The obstruction is a thick, pasty substance called Urethral Plug, or Matrix, but how and why some cats produce it is not known. It is thought that diet is a factor, as can be stress but what is known to prevent the disease is increased water intake. That is also part of the cure.
If there isn’t enough water available, or no attractive sources of water a cat may not drink enough. This leads to a very concentrated urine and it is in this that the matrix tends to develop. Sufficient water intake – ie., a water source to which cats are attracted and from which they’ll drink amply can prevent this. This is the primary role a cat water fountain plays.
Veterinarian Dr. Lynn Bahr of the Cat Clinic in Roswell, GA has this to say: “Instinctually, cats sense that standing water could be contaminated making running water a safer alternative. Moving water is oxygenated and may even taste better. Cats are complicated creatures and not always easy to understand but we do know many don’t drink enough water, especially if fed a dry only diet. Anything that encourages them to drink more and stay properly hydrated will improve their health and water fountains are a great way to entice them to do so.”

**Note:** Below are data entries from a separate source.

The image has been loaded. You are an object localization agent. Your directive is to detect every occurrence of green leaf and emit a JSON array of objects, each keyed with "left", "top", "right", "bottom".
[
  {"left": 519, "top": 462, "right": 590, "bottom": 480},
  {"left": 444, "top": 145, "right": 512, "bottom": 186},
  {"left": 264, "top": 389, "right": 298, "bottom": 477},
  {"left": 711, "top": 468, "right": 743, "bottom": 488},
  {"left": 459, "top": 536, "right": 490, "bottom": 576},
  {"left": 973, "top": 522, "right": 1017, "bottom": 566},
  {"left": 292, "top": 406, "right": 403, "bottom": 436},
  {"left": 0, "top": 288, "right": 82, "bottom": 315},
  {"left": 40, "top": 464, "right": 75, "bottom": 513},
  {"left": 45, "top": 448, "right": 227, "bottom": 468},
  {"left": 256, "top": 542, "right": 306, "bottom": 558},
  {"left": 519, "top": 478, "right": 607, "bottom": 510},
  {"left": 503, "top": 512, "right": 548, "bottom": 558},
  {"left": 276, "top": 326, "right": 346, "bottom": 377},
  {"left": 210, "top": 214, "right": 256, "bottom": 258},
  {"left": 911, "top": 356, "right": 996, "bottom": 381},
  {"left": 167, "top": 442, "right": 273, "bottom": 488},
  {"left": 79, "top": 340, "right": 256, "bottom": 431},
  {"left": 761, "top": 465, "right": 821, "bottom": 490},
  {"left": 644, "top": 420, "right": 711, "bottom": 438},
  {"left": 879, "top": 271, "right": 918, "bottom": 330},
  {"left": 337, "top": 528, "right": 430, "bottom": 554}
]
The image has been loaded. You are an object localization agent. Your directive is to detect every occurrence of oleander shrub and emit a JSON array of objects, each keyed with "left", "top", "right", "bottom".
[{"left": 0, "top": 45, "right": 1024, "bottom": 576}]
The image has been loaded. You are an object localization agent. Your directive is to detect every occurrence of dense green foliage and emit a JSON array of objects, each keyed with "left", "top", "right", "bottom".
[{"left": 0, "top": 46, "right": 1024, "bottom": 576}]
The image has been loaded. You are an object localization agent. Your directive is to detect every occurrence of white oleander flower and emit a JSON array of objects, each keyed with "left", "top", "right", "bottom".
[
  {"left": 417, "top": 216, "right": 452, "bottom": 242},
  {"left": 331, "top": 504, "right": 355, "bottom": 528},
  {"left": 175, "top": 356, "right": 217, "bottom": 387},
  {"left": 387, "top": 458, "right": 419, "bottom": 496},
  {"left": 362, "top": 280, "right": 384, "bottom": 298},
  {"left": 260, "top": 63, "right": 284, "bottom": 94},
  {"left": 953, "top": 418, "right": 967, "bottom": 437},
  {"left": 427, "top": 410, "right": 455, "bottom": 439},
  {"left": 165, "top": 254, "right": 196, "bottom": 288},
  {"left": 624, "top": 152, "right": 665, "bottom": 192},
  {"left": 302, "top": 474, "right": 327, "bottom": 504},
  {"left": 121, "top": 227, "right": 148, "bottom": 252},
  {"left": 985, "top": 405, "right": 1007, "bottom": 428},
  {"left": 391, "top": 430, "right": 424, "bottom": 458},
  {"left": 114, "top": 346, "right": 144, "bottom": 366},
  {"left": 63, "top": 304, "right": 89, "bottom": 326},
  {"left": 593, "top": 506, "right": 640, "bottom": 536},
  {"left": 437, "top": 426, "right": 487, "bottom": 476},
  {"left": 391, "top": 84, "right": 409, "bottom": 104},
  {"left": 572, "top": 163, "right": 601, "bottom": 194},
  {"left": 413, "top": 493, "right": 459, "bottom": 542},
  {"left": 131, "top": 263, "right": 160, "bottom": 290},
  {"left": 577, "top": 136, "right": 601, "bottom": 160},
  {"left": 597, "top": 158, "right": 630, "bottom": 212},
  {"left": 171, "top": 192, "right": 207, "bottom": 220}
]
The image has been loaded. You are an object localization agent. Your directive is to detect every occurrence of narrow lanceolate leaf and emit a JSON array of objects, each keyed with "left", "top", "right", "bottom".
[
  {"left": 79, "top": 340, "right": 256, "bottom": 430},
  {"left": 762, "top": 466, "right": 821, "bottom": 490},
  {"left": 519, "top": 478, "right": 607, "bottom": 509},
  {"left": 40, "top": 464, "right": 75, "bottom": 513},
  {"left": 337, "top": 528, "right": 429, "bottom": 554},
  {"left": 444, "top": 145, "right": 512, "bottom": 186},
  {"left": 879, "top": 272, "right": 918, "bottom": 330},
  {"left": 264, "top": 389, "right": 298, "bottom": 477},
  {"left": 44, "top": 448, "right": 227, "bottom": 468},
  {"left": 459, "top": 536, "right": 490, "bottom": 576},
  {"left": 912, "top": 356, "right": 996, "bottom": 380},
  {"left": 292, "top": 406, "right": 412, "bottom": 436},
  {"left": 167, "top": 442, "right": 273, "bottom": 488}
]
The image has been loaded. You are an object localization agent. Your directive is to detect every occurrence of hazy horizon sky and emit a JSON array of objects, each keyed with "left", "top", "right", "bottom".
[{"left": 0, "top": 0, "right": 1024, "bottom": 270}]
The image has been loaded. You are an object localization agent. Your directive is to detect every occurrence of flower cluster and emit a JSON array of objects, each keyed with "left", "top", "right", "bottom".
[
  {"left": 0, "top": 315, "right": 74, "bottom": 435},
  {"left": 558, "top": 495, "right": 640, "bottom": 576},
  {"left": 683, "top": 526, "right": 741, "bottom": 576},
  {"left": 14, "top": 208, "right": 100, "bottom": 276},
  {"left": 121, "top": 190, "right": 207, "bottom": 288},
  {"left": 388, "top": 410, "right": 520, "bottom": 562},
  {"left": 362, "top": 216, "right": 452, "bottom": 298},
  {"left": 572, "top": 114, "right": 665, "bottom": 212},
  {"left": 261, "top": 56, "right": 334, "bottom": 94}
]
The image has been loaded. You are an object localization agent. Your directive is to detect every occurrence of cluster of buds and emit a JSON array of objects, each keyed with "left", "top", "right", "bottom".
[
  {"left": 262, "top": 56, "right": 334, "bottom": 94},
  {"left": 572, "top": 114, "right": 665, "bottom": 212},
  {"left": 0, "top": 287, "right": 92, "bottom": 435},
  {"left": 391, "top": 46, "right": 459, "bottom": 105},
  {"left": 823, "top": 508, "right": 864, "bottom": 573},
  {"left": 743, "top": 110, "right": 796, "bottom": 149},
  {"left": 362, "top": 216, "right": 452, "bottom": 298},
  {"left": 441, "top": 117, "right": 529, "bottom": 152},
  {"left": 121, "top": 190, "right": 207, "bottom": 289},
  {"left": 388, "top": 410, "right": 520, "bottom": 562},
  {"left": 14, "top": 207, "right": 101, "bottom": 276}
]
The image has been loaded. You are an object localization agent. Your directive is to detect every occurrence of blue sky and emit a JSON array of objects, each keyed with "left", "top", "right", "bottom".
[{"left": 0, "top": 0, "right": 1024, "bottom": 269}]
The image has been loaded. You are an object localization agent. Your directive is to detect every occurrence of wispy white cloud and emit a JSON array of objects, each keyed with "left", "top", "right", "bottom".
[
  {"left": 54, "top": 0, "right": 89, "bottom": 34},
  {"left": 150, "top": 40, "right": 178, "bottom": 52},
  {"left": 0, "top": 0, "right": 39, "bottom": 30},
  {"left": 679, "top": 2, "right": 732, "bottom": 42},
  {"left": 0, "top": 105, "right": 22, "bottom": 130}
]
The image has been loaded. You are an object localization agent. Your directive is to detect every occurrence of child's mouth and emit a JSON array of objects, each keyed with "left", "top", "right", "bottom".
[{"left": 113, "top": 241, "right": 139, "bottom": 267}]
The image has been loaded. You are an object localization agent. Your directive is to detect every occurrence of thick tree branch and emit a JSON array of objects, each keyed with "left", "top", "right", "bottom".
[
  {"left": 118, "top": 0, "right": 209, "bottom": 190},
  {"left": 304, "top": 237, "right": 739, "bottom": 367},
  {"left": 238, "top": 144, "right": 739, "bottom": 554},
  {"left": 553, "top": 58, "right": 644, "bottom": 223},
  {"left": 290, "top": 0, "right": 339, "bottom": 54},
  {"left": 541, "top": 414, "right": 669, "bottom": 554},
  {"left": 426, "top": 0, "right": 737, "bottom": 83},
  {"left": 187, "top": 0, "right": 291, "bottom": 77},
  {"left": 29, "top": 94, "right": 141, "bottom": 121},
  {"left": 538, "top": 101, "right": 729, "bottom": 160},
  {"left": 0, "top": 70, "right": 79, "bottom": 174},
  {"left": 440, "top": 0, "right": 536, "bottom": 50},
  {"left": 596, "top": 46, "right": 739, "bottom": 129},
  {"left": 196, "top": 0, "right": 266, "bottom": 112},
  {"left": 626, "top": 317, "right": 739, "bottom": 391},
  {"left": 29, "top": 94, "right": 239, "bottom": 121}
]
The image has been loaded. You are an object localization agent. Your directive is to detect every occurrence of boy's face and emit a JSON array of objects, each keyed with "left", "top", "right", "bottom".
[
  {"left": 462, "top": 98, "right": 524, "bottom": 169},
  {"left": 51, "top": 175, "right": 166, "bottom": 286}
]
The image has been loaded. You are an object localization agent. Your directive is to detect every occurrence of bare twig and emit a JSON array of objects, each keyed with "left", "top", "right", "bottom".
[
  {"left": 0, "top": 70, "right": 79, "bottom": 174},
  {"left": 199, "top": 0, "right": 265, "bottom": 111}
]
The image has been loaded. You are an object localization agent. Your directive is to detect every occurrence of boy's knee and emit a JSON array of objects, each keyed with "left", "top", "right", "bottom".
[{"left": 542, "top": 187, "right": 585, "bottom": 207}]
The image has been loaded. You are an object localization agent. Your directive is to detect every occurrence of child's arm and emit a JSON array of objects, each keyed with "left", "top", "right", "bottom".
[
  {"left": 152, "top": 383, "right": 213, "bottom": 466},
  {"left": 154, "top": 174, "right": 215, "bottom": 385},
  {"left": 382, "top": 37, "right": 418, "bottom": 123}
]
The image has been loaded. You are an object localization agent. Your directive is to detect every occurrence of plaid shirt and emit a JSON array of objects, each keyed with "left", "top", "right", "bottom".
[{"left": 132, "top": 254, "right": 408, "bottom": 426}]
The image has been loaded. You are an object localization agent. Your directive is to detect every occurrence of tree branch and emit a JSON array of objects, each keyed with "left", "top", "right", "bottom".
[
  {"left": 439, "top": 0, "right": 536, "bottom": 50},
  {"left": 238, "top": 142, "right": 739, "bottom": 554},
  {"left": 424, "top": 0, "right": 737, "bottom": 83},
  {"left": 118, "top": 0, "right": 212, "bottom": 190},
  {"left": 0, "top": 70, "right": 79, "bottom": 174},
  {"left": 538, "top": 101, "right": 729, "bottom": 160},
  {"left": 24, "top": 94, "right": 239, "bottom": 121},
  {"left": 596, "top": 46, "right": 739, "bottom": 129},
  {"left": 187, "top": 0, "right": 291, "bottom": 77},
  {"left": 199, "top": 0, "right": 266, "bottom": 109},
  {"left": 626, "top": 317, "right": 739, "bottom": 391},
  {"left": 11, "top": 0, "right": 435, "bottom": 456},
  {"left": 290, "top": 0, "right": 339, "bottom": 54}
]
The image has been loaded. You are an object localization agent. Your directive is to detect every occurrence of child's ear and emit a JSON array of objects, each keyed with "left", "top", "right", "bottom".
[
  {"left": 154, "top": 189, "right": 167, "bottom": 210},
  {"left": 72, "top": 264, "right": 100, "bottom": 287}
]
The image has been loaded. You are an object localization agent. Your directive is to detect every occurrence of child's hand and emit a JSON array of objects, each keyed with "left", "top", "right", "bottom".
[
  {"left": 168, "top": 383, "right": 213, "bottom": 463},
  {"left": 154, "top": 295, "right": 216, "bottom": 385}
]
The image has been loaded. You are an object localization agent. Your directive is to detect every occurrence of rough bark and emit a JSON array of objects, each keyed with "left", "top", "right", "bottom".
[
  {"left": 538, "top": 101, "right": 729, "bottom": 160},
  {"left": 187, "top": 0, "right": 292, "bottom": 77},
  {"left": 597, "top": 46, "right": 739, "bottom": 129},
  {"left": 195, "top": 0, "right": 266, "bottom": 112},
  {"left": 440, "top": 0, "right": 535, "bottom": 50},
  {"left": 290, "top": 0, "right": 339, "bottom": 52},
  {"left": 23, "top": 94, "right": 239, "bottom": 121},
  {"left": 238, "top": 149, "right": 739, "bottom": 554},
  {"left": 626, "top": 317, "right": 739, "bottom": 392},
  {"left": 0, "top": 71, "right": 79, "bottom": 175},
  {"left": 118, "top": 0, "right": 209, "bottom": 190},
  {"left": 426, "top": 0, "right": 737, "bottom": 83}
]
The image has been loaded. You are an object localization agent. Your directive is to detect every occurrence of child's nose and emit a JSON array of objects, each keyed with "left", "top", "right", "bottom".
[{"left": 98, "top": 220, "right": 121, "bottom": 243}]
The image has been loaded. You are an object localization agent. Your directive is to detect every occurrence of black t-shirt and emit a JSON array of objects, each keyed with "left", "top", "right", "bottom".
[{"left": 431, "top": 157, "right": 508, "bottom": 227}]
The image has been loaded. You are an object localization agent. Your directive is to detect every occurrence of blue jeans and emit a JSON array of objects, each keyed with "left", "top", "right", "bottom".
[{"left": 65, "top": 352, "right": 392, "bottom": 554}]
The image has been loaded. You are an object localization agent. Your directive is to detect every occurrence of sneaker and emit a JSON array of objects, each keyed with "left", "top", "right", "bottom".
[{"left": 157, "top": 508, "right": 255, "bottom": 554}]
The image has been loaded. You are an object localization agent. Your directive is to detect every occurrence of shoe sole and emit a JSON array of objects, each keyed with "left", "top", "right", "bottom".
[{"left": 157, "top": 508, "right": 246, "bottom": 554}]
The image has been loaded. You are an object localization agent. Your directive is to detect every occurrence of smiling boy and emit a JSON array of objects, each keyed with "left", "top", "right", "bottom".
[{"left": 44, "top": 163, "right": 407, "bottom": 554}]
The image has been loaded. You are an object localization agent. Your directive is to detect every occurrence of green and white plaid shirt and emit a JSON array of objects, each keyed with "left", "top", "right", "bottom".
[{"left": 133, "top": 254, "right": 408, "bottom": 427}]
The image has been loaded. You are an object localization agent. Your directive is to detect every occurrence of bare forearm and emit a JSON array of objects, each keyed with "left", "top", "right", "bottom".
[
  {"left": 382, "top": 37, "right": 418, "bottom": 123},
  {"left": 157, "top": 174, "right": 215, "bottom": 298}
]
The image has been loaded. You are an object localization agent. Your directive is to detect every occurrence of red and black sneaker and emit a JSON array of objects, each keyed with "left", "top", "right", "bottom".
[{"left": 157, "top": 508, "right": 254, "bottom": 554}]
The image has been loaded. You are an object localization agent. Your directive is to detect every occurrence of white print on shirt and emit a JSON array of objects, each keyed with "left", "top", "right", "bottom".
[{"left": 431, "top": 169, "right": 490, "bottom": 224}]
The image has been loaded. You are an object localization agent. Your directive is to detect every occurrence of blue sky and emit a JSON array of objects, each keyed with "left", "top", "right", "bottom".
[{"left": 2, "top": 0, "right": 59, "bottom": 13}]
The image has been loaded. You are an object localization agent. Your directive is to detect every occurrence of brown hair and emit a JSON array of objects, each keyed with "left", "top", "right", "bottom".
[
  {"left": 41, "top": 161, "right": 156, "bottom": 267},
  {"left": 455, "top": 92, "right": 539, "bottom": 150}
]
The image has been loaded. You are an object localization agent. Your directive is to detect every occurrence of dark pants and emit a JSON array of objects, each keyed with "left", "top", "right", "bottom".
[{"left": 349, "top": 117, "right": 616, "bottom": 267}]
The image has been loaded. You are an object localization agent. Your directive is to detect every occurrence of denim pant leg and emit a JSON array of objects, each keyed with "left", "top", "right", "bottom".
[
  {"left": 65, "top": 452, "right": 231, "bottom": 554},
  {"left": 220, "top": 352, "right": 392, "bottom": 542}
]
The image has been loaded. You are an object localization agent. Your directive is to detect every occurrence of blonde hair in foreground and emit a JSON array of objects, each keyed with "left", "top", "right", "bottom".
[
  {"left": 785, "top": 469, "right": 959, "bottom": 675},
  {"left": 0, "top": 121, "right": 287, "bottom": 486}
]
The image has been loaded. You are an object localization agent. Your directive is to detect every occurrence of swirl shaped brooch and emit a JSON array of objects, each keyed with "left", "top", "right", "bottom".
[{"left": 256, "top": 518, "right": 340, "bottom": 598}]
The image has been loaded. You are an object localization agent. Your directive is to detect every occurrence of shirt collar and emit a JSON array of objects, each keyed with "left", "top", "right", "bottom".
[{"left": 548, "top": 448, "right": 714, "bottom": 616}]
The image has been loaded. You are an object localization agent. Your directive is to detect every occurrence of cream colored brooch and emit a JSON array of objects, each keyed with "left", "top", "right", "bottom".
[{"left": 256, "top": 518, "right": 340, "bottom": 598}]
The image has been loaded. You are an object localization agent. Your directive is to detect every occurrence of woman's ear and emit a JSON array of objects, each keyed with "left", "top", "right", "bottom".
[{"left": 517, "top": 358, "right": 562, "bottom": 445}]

Symptoms to be aware of with urinary blockage are:
- Straining repeatedly in the litter box (often mistaken for constipation)
- Crying or howling for no apparent reason or other expressions of distress
- Licking in the vicinity of the genitals or below the base of the tail
- Unusual anti-social or simply unfriendly, irritated behavior
- In advanced cases when the cat has not been able to urinate for twenty four hours or more, he will be in extreme pain, clearly ill and close to death. Get him to a vet immediately.